You have an example of usage of try + infinitive and that's where your attention should focus although the tense does change the meaning. In general, try + infinitive means that the action with the verb in the infinitive has not been completed. Try + gerund implies that the action is completed. In both cases, the implication is that there is failure.
Look at these examples:
I try to tell him the truth, but I was overwhelmed emotionally and couldn't manage it.
I tried telling him the truth, but he didn't believe me.
These days lots of scientists try to solve the problem of pollution.
The meaning here is that they try to solve but then they either abandon the cause or do not find solutions.
These days lots of scientists are trying to solve the problem of pollution.

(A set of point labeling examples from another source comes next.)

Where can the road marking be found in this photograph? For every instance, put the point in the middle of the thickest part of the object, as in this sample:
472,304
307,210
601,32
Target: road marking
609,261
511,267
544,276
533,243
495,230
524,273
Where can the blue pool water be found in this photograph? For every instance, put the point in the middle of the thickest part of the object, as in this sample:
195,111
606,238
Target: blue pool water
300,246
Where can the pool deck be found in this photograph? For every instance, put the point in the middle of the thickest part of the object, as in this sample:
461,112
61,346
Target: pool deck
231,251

This means that scientists are in the effort. To this point, no solution has been found, but in the future that may not be so. Scientists are trying but have no idea if they will succeed or not.
These days lots of scientists have been trying to solve the problem of pollution.

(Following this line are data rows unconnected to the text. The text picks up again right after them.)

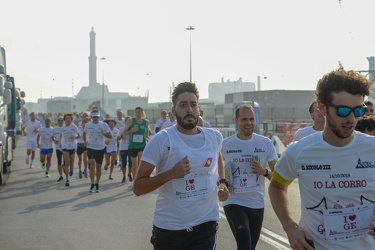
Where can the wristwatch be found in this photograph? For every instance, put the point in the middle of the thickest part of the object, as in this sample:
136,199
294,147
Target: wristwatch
267,173
225,181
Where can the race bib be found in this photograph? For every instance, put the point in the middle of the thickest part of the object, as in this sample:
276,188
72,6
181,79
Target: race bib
347,223
138,138
192,187
244,183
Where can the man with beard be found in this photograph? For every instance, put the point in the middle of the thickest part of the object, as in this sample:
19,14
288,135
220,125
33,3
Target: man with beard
246,155
318,125
334,170
188,166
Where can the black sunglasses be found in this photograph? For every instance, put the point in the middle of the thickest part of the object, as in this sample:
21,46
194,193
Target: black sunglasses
344,111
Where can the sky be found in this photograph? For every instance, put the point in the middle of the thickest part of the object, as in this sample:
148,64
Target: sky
291,44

Just as the present perfect continuous tense implies, this would be an action that has been happening up until now or is still continuing beyond this point. The difference between this and the present continuous is that the implication is that this has been happening for someone time. If stated in the present continuous, one might understand that scientists have only recently started. Whereas with the present perfect continuous, the idea is that they have been working on this for a while. However, in terms of the future, the idea is the same as the present continuous. That is, they are trying, but have no idea whether they will actually succeed.
Also, don't forget that you need a comma after "These days".